The knownGaps block names what the corpus doesn't cover. The guide isn't pretending to be complete. There's room for you to be the one who notices things the guide didn't.

What we couldn't put in: the external corrector. A master copy without a teacher critiquing it is missing the most important feedback loop. We don't have a good answer for that yet. The best workaround we know of is photographing your work-in-progress next to the original, at the same size, in the same lighting, and looking at the two side by side without flinching. It's not as good as a teacher. It's better than nothing.

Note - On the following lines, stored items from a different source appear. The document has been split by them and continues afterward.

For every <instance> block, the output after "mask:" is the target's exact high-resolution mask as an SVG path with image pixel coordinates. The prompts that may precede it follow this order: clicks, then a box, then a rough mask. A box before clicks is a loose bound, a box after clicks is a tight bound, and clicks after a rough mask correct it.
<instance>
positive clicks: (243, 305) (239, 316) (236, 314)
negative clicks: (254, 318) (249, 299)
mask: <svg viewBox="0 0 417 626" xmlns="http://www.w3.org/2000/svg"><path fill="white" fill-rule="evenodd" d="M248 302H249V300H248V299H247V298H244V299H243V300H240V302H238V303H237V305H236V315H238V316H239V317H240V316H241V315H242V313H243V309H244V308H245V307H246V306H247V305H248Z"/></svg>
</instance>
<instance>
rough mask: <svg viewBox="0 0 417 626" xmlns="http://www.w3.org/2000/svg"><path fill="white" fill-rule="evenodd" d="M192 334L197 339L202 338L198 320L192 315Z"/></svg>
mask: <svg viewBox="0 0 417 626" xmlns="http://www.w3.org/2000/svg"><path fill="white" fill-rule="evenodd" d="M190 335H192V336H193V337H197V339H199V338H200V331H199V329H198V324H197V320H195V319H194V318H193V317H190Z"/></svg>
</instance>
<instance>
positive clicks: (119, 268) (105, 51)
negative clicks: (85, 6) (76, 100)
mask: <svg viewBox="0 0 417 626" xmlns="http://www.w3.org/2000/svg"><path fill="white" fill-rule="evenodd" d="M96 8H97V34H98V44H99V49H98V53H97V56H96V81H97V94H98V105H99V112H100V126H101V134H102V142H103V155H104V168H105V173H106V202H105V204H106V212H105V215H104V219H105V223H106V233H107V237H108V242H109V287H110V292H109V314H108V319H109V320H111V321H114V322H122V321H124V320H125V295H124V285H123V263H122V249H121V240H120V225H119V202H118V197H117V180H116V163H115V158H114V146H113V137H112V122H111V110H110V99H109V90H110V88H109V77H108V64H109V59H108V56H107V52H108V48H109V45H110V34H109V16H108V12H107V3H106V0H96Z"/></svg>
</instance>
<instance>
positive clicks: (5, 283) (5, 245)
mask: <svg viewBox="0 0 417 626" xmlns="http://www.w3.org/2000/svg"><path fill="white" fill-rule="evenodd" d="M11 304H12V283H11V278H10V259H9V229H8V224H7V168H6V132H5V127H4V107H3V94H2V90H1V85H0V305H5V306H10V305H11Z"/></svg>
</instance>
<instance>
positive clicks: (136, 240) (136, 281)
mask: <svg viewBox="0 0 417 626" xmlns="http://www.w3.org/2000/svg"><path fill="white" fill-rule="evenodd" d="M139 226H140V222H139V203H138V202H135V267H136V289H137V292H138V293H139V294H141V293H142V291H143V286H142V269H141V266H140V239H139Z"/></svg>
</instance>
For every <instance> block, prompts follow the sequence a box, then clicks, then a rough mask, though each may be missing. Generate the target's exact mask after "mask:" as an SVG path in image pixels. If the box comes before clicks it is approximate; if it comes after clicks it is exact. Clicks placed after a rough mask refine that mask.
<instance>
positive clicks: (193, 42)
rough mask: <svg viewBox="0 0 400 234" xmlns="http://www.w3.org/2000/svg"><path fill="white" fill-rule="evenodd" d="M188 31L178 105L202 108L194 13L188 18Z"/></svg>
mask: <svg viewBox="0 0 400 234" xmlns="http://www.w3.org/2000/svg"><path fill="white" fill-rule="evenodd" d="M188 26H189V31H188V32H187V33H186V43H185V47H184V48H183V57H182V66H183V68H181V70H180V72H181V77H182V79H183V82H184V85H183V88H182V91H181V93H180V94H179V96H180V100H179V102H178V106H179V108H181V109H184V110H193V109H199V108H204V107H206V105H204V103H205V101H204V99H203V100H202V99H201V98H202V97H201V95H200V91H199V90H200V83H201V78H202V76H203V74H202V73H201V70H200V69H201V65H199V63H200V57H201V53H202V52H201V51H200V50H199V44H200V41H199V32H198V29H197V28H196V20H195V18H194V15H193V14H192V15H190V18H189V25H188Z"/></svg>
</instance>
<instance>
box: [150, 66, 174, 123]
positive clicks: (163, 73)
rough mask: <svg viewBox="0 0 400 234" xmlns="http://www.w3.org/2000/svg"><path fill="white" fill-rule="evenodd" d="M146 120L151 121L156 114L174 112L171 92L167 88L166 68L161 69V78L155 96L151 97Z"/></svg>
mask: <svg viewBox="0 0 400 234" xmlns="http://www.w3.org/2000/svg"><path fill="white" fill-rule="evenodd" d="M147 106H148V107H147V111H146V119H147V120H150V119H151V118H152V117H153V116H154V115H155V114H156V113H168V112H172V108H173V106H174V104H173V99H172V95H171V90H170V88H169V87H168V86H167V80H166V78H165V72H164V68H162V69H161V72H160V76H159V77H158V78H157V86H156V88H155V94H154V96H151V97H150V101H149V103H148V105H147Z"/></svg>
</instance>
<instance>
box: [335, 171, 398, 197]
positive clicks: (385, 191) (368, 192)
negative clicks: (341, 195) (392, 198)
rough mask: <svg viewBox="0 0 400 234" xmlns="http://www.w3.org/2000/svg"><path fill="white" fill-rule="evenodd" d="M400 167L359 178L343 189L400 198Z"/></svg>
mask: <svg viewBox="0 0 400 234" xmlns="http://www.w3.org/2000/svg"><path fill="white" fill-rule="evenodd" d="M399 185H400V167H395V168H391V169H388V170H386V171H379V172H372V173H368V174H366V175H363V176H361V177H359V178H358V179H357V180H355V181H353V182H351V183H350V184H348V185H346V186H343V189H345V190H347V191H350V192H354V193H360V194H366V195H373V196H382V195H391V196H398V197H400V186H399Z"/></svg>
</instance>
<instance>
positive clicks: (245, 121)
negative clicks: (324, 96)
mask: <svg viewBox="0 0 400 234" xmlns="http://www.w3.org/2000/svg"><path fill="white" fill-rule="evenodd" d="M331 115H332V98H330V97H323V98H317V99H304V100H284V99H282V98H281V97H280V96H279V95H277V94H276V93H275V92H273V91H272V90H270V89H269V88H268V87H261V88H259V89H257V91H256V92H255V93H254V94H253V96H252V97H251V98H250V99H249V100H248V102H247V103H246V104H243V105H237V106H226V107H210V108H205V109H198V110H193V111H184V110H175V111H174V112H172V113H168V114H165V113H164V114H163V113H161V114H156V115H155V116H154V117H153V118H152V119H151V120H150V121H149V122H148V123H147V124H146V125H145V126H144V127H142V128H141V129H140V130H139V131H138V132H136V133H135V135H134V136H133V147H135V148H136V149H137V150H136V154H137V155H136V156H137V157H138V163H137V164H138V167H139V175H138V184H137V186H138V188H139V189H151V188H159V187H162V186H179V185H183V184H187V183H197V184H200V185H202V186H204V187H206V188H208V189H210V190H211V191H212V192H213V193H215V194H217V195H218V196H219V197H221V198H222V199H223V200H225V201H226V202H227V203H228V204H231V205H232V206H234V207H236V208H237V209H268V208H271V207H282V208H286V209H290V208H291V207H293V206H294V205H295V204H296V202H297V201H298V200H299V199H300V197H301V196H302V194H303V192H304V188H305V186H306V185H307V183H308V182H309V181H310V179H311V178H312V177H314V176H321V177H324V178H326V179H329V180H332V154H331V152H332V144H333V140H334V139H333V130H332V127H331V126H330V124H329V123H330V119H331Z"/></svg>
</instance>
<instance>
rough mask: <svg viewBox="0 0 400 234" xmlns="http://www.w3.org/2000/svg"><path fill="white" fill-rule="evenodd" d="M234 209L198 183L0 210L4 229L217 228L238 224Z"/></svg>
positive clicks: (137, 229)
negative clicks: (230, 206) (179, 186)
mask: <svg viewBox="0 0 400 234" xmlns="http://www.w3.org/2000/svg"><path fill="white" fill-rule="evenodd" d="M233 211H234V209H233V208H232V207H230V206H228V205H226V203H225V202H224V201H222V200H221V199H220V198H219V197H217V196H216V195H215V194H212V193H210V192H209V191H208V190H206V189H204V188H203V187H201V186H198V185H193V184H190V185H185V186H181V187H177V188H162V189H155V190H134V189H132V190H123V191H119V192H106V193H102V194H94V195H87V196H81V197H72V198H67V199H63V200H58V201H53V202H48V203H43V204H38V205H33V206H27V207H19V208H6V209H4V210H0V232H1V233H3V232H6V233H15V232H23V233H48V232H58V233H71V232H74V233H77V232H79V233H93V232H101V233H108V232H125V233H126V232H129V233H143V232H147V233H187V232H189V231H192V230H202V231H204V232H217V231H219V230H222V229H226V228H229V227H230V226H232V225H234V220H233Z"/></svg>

A deliberate-practice session, concretely

Rough shape, if you wanted to try:

  1. Pick a specific weakness from your last painting. Not a general one. A specific one. My midtone transitions in skin are muddy. My horizon lines wander. My darkest darks read green when they should read warm.
  2. Find a passage in the collection — could be one square inch of a Sargent head, one small Constable sky — that demonstrates the thing you want to fix.
  3. Set up to paint that passage at the same size as the original, with the original visible next to your easel.
  4. Paint it. Compare. Don't redefine what you were trying to do. The original is right there.
  5. Paint it again, with the corrections you can see from the first attempt.

That's a 90-minute session. It's much less satisfying than painting a complete new picture. It also produces more improvement per hour than almost anything else you can do at the easel.

The classical atelier tradition has been quietly running this loop for two centuries. We're trying to make the external standards part — the specific painting, the source-cited procedure — available to people who can't get to an atelier.

The feedback loop is on you. There's no version of this where someone else does that part.